- Born: The Gambia
- Education: University of the Gambia (BSc); University of Oxford (MSc); University of Edinburgh (PhD);
- Scientific career
- Fields: Applied mathematics; Computational mathematics; Data science;
- Workplaces: École Polytechnique Fédérale de Lausanne; University of Texas at Austin; Stellenbosch University; African Institute for Mathematical Sciences;
- Theses: Diffusion Maps: Analysis and Applications (2008); Restricted isometry constants in compressed sensing (2012);
- Doctoral advisor: Jared Tanner
- Website: sites.google.com/aims.ac.za/bubacarr

= Bubacarr Bah =

Gambian mathematician

Bubacarr Bah is a Gambian mathematician. He is (as at July 2024) Associate Professor and Head of Data Science
at the MRC Unit based at Banjul, The Gambia. (Note that the unit is run by the London School of Hygiene & Tropical Medicine - but was previously managed by the Medical Research Council (United Kingdom). See COVID-19 pandemic in the Gambia). He was previously (2016 - 2022) the chair of Data Science at the African Institute for Mathematical Sciences (AIMS).

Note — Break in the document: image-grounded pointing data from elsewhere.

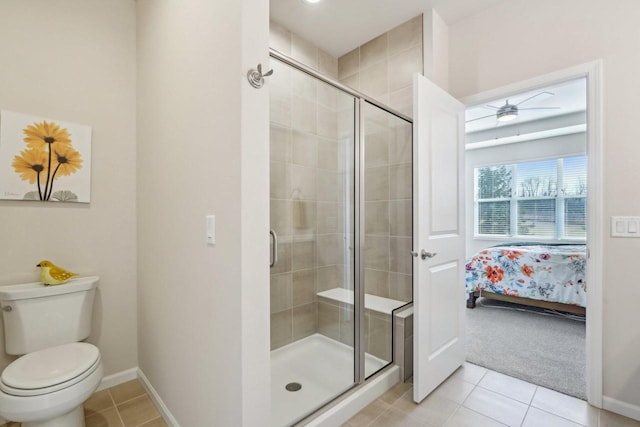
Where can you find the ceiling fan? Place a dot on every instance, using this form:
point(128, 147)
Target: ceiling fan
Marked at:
point(509, 112)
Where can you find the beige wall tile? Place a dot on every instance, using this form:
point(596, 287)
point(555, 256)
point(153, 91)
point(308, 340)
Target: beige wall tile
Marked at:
point(376, 282)
point(329, 320)
point(402, 66)
point(279, 38)
point(304, 149)
point(402, 101)
point(304, 51)
point(281, 329)
point(373, 80)
point(376, 218)
point(400, 287)
point(352, 81)
point(303, 86)
point(303, 183)
point(304, 287)
point(374, 51)
point(303, 217)
point(376, 184)
point(327, 122)
point(401, 179)
point(400, 259)
point(401, 217)
point(279, 143)
point(376, 150)
point(376, 252)
point(400, 147)
point(329, 189)
point(327, 154)
point(406, 35)
point(284, 258)
point(280, 216)
point(305, 321)
point(327, 64)
point(137, 411)
point(304, 114)
point(303, 255)
point(330, 249)
point(329, 277)
point(281, 291)
point(349, 64)
point(280, 105)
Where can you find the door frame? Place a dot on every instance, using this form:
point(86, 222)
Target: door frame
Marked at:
point(595, 216)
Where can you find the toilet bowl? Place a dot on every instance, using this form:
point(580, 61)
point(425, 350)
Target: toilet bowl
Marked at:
point(56, 373)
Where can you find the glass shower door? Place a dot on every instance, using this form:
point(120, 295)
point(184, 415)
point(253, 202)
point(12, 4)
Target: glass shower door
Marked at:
point(312, 222)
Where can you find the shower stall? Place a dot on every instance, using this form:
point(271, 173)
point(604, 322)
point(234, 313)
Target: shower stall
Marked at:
point(341, 237)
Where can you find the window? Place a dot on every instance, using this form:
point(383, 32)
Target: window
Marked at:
point(543, 199)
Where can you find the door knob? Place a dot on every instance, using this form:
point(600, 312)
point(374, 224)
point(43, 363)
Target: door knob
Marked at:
point(424, 254)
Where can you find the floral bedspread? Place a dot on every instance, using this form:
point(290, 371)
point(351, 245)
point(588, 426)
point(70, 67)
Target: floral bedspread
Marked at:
point(542, 272)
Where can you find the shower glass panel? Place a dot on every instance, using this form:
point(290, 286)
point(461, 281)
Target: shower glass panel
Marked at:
point(388, 225)
point(312, 158)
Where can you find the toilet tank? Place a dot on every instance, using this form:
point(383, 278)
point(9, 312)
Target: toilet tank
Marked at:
point(37, 316)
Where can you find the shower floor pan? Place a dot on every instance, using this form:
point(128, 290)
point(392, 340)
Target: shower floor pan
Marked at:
point(324, 369)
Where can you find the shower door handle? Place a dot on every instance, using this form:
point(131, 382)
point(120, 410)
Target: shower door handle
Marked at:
point(274, 249)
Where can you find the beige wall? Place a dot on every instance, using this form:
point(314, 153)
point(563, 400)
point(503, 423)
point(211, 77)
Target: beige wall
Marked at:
point(74, 60)
point(202, 149)
point(518, 40)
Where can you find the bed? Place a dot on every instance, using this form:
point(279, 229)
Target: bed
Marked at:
point(549, 276)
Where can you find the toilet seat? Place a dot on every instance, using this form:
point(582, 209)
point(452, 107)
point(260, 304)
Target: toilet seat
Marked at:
point(49, 370)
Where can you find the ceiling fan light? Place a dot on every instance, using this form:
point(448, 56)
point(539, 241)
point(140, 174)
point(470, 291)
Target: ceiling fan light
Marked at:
point(507, 116)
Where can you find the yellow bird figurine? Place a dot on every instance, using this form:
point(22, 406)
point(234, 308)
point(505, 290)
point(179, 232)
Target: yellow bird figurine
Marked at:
point(51, 274)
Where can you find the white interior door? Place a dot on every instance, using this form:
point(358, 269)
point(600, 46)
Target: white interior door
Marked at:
point(438, 227)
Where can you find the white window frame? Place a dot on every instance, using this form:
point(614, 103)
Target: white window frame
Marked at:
point(560, 199)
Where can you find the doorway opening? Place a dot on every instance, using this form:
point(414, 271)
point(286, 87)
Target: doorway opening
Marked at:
point(527, 167)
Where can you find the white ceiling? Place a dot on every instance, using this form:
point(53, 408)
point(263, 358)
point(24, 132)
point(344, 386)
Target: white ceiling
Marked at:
point(569, 97)
point(339, 26)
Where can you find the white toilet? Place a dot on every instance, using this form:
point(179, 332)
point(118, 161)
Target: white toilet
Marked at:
point(47, 386)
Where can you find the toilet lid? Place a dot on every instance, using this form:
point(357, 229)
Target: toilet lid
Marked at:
point(50, 366)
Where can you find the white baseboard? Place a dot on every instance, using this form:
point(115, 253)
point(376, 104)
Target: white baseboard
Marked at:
point(622, 408)
point(118, 378)
point(164, 411)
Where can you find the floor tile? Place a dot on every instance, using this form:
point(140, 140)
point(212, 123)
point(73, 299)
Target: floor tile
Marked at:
point(609, 419)
point(454, 389)
point(137, 411)
point(106, 418)
point(394, 418)
point(434, 410)
point(158, 422)
point(470, 373)
point(568, 407)
point(99, 401)
point(369, 413)
point(496, 406)
point(464, 417)
point(125, 391)
point(508, 386)
point(538, 418)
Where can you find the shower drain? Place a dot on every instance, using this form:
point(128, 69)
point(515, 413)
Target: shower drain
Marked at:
point(293, 386)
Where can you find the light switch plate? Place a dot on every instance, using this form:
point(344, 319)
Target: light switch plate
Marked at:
point(625, 226)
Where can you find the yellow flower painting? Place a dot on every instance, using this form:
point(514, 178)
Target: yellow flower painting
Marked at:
point(43, 159)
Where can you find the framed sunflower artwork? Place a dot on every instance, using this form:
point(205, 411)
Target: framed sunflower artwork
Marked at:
point(44, 159)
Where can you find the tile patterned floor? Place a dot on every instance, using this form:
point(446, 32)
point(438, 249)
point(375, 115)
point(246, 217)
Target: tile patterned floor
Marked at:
point(125, 405)
point(477, 397)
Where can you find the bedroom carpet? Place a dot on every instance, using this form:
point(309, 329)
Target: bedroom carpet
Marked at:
point(532, 344)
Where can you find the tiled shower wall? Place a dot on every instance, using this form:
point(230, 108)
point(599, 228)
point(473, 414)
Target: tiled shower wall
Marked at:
point(307, 181)
point(383, 67)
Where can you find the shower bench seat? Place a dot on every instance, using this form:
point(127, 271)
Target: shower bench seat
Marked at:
point(371, 302)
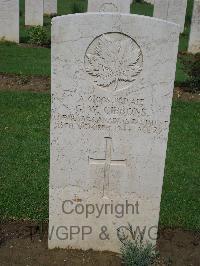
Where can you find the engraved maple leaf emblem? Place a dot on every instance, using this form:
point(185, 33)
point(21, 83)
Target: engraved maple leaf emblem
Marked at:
point(113, 58)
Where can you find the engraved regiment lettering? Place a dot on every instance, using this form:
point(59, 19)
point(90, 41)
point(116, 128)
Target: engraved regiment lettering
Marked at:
point(107, 163)
point(108, 7)
point(113, 60)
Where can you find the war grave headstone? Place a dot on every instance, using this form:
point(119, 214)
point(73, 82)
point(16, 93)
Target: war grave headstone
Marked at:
point(109, 6)
point(171, 10)
point(112, 89)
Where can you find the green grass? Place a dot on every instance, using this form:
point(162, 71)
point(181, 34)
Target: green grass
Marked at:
point(180, 198)
point(24, 160)
point(24, 155)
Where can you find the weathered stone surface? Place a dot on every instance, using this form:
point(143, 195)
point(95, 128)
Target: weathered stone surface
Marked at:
point(112, 89)
point(194, 41)
point(50, 7)
point(34, 10)
point(171, 10)
point(109, 6)
point(9, 20)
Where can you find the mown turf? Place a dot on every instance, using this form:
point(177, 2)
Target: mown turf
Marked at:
point(24, 160)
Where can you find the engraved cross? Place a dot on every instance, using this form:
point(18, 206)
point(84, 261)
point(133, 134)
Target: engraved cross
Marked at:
point(107, 163)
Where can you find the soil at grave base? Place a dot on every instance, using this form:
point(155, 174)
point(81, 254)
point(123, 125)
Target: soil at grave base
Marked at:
point(22, 244)
point(14, 82)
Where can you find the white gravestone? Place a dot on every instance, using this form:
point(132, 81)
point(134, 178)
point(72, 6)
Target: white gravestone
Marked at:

He has recently been assistant professor at Stellenbosch University.

== Early life and education ==
Bah was born in The Gambia. He studied mathematics at the University of the Gambia and graduated summa cum laude in 2004. He was awarded a Master of Science (MSc) degree from the University of Oxford, where he studied mathematical modelling as a postgraduate student of Wolfson College, Oxford. He joined the University of Edinburgh, where his PhD investigated compressed sensing and was supervised by Jared Tanner. He was a member of the Society for Industrial and Applied Mathematics (SIAM) student chapter. His work on Gaussian matrices was awarded the SIAM best student paper.

== Research and career ==
Between 2012 and 2014 Bah was a postdoctoral researcher at the École Polytechnique Fédérale de Lausanne, where he continued his investigations into compressed sensing. He was a member of the Laboratory for Information and Inference Systems.

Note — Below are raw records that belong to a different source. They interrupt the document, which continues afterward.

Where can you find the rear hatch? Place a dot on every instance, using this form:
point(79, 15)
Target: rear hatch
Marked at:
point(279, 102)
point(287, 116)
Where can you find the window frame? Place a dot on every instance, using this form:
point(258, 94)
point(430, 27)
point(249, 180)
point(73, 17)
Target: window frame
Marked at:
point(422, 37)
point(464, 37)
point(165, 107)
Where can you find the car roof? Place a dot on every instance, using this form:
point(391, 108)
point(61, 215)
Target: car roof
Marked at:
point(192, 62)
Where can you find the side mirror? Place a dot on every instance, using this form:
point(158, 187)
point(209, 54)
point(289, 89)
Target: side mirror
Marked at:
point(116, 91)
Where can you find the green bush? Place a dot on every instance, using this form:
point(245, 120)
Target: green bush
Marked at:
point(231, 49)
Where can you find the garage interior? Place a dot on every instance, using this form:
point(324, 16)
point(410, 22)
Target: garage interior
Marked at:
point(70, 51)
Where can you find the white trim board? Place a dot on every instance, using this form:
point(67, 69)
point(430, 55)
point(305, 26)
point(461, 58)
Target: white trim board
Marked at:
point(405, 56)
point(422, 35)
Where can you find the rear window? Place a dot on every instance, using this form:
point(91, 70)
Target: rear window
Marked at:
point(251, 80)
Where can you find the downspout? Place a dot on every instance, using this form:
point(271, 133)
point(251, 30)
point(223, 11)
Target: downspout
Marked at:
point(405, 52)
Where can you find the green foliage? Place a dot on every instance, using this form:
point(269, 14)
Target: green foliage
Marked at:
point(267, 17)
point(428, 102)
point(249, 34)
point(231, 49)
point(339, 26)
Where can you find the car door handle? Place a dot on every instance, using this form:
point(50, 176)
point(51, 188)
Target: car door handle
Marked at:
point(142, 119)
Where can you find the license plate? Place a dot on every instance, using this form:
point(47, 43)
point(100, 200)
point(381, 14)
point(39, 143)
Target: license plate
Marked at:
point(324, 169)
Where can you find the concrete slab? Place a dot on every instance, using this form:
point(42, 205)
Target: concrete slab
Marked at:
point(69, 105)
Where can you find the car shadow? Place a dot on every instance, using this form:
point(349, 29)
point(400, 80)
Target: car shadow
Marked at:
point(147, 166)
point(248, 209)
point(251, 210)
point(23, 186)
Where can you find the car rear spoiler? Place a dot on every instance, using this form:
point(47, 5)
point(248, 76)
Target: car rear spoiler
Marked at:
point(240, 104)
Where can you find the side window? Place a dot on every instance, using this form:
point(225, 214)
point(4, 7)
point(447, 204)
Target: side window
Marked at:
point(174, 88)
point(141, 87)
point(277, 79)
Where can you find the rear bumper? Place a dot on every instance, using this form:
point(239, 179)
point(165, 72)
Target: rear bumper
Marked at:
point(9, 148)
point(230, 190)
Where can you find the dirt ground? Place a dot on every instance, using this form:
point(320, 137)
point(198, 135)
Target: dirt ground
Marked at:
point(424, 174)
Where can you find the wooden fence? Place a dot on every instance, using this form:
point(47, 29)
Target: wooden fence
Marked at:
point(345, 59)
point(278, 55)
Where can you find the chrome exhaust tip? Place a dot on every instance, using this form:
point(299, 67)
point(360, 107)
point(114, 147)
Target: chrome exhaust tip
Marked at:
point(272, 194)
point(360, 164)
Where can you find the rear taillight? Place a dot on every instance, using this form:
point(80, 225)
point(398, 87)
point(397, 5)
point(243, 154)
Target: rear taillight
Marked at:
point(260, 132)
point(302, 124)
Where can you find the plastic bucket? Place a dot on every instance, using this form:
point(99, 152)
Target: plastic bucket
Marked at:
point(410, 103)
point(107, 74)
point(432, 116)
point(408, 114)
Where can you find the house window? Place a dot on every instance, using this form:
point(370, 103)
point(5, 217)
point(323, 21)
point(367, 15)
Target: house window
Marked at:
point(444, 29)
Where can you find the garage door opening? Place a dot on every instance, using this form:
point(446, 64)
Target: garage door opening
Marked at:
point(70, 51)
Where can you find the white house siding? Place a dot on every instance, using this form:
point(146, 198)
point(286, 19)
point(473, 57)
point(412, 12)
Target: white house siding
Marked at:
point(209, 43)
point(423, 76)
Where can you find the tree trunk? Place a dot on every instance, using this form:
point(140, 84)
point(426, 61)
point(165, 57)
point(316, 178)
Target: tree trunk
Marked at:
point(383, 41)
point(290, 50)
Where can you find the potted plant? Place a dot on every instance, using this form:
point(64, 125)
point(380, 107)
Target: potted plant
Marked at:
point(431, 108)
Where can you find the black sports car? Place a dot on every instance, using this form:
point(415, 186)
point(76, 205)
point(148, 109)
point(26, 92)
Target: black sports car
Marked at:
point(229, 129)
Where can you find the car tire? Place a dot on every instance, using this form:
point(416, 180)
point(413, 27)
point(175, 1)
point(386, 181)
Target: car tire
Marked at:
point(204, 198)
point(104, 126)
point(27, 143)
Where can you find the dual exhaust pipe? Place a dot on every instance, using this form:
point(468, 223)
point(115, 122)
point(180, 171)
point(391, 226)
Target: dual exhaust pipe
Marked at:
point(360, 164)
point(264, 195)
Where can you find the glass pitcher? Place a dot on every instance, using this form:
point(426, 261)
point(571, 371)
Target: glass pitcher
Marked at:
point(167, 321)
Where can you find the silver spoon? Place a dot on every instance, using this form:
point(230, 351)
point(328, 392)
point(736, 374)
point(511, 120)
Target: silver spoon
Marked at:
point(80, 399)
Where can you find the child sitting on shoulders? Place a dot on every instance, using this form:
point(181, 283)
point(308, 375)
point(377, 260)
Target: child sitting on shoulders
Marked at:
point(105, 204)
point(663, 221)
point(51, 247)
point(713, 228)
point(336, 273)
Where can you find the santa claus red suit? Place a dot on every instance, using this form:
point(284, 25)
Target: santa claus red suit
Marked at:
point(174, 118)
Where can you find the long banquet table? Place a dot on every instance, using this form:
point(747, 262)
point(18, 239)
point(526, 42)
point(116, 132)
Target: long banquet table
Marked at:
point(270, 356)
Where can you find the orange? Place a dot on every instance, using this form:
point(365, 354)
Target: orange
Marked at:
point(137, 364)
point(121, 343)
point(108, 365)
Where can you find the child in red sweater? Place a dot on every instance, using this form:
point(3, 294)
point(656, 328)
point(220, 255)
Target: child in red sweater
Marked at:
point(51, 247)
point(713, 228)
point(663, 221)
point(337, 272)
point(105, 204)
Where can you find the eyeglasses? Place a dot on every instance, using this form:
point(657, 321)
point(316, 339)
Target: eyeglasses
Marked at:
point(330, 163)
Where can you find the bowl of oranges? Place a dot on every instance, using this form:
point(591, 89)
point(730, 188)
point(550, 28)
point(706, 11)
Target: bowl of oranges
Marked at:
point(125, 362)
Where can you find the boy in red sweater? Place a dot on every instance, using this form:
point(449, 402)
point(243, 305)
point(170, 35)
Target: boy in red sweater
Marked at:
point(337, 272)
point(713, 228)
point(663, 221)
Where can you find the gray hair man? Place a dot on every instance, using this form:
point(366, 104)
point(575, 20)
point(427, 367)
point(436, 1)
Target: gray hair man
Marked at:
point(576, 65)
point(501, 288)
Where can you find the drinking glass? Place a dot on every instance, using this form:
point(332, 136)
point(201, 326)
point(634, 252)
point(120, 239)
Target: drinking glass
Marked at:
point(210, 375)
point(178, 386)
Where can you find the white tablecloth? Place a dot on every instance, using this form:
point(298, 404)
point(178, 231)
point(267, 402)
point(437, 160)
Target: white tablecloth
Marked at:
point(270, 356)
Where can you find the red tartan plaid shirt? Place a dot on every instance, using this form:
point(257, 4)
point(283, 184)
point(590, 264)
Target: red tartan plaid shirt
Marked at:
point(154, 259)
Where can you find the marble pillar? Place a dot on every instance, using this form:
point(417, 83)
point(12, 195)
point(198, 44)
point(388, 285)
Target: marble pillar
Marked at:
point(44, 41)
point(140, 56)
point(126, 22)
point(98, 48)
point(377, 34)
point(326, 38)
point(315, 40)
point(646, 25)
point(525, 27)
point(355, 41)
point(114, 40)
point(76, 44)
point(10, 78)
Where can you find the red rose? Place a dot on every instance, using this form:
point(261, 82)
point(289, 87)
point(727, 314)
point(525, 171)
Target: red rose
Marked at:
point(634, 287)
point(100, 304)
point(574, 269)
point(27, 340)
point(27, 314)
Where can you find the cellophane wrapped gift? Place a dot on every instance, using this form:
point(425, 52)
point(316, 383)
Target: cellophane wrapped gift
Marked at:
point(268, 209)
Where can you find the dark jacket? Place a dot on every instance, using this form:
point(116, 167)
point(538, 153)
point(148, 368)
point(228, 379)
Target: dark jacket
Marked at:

In 2014 Bah joined the University of Texas at Austin, where he worked on signal processing, machine learning and sampling strategies in high-dimensional data. He developed a matrix for dimensionality reduction that uses bi-Lipschitz embeddings, which can exploit data redundancy.

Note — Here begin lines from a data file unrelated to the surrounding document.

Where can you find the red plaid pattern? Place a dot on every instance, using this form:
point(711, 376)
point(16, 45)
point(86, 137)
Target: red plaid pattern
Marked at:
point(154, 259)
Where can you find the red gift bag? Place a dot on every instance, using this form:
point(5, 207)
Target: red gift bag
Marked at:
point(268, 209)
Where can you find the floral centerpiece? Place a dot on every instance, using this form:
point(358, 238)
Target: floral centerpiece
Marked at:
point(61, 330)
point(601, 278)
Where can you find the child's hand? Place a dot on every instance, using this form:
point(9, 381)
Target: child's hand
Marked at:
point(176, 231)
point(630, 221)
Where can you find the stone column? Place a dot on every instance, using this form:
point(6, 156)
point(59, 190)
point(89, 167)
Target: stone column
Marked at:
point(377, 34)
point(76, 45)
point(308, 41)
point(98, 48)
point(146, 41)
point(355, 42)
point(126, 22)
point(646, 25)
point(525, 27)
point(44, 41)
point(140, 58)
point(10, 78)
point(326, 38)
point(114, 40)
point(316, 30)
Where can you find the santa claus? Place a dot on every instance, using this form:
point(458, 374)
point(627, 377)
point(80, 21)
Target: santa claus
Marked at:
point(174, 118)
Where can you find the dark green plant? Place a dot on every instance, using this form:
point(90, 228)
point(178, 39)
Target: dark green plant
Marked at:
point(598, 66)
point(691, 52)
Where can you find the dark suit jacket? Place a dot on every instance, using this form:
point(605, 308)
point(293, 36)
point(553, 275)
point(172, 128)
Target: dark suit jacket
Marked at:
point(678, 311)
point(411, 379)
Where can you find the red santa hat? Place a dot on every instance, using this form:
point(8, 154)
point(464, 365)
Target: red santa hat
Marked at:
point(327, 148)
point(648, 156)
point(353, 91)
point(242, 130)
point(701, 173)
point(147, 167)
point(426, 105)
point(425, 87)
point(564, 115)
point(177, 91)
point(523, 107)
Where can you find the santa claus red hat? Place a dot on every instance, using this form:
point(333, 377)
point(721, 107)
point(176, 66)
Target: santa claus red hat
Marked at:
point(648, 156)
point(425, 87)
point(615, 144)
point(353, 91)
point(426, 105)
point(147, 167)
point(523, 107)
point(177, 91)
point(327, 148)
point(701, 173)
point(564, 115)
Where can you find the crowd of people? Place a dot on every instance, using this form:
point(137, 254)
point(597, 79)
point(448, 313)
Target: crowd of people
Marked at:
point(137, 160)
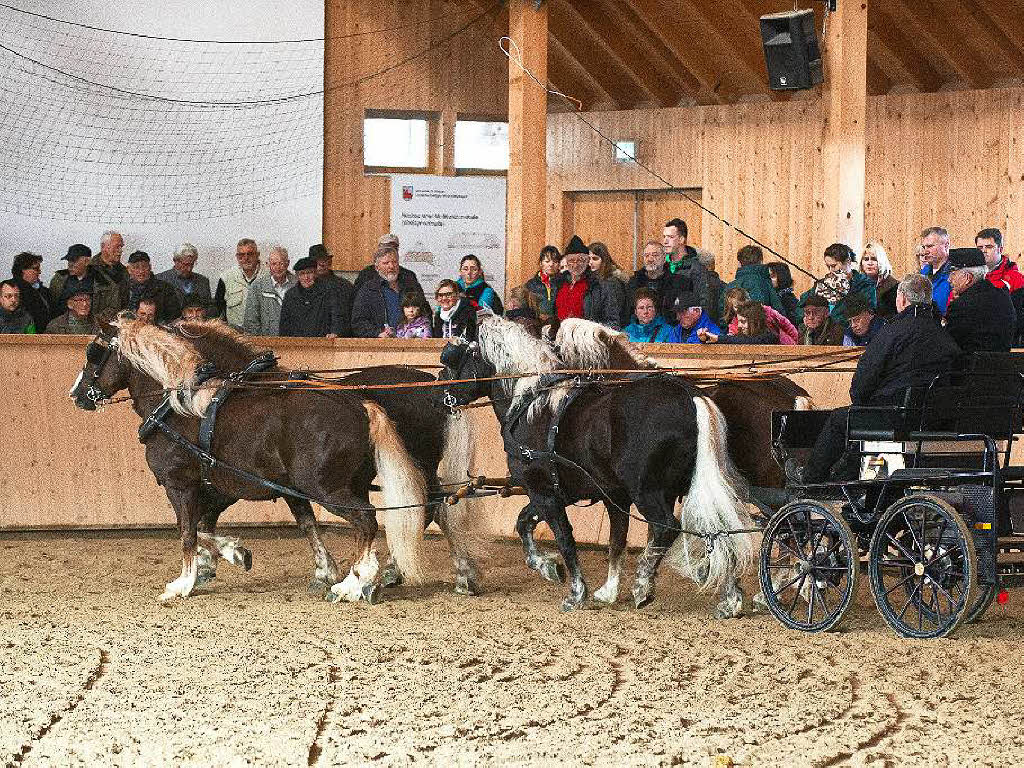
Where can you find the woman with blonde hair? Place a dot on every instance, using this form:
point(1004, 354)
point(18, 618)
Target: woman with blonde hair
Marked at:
point(873, 263)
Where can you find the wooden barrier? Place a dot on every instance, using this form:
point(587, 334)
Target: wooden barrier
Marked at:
point(73, 469)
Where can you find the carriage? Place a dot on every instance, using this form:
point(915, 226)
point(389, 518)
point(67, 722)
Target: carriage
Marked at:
point(932, 518)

In 2016 Bah was appointed the German Chair in Mathematics at the African Institute for Mathematical Sciences (AIMS), which is supported by the Humboldt Foundation. The position was welcomed by the AIMS community, who believe Africa needs better data science infrastructure. Bah organised the software engineering for Applied Mathematical Sciences workshop, which teaches basic programming and research programming. He is responsible for connecting the AIMS in South Africa with central Africa and German universities. As of 2019, the Alexander von Humboldt Foundation supports five chairs at AIMS centres. He holds a joint position at Stellenbosch University, where he works on information theory and deep learning.

In March 2019 Bah was appointed to the Google advanced technology external advisory council, a collection of experts who will consider the artificial intelligence (AI) principles of Google.
Google disbanded ATEAC on April 4, 2019 following criticism by Google employees about another member, Kay Coles James.